Herein, we define the distinct molecular inputs into a third enhancer,
namely that of the NK-homeobox gene bagpipe (bap), which is
induced by Dpp in the early dorsal mesoderm during the same period when
tin and eve are being induced
(Staehling-Hampton et al.,
1994; Frasch,
1995
). bap is a crucial regulator of the development of
the trunk visceral mesoderm and, hence, of midgut muscle development
(Azpiazu and Frasch, 1993
;
Zaffran et al., 2001
) (see
http://www.eurekah.com/abstract.php?chapid=2028&bookid=162&catid=20).
bap is induced in metameric clusters of cells within the dorsal
mesoderm that alternate with those expressing eve and other early
cardiac and dorsal muscle markers along the AP axis (see
Fig. 1).

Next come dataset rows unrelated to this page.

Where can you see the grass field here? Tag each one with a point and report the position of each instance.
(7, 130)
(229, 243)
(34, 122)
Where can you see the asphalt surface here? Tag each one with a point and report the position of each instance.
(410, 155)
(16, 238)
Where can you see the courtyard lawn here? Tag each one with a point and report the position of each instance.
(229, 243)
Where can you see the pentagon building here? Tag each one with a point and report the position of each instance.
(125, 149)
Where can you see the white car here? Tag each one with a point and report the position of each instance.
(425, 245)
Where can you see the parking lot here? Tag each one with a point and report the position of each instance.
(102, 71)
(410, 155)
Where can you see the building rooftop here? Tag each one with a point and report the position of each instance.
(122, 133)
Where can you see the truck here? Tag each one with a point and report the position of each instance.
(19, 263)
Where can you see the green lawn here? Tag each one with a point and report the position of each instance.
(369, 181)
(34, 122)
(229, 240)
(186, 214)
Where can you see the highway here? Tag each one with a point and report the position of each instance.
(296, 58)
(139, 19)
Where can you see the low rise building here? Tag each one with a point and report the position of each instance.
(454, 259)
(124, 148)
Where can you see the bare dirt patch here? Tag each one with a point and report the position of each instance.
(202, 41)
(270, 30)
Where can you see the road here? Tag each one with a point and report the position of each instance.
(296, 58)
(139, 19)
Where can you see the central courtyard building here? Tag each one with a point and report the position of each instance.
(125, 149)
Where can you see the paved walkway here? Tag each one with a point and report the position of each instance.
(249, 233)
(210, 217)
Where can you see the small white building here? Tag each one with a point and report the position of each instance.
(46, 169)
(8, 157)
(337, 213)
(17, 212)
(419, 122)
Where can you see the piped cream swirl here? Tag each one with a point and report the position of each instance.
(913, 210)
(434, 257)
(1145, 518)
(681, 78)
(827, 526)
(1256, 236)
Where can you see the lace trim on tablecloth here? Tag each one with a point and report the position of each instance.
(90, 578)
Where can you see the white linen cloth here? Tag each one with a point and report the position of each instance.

This pattern is
explained by the finding that the activity of Dpp to induce bap is
abrogated by Wg signals (Azpiazu et al.,
1996
), which contrasts with the situation for eve, where
Wg synergizes with Dpp. Recent studies have shown that Wg signals act
indirectly during this process and function by inducing the forkhead domain
genes sloppy paired 1 and sloppy paired 2 (slp1 and
slp2) in striped domains within the mesoderm
(Lee and Frasch, 2000
). Slp
proteins, in turn, act as segmental repressors of bap induction
(Riechmann et al., 1997
;
Lee and Frasch, 2000
) (see
Fig. 1). In common with
eve (and tin), the induction of bap expression by
Dpp signals also require synergism with mesodermal tin
(Azpiazu and Frasch, 1993
) (see
Fig. 1). Our functional
dissection of the corresponding bap enhancer reveals interesting
similarities and differences to the mesodermal tin and eve
enhancers. Specifically, we show that a 267 bp element, bap3.2, which
recapitulates the endogenous bap pattern in the dorsal trunk
mesoderm, includes combinatorial binding sites for Tin and Smad proteins that
are essential for its induction. By contrast, binding sites for Slp are
required for the segmental repression of bap enhancer activity. We
also show that the Slp-binding sites exert an additional, positive function
during bap induction, in part through binding of Biniou (Bin), a
forkhead domain protein that is activated downstream of bap but
provides positive feedback on bap
(Zaffran et al., 2001
).
Finally, we show that this bap enhancer includes elements that
prevent the induction of bap by Dpp in the dorsal ectoderm and,
thereby, contribute to the observed germ layer specific response. Similar
elements were previously found in the Dpp-responsive enhancer of tin
(Xu et al., 1998
), and we
provide data to indicate that the same repressing mechanism prevents induction
of both tin and bap in the dorsal ectoderm. Altogether, the
data presented illustrate how Wg signals can either antagonize or cooperate
with Dpp signals at the molecular level. More generally, they extend our
knowledge of how the molecular integration of combinatorial signals at the
level of target enhancers generates mesoderm-specific outputs with precisely
defined spatial patterns, which prefigure specific tissue primordia.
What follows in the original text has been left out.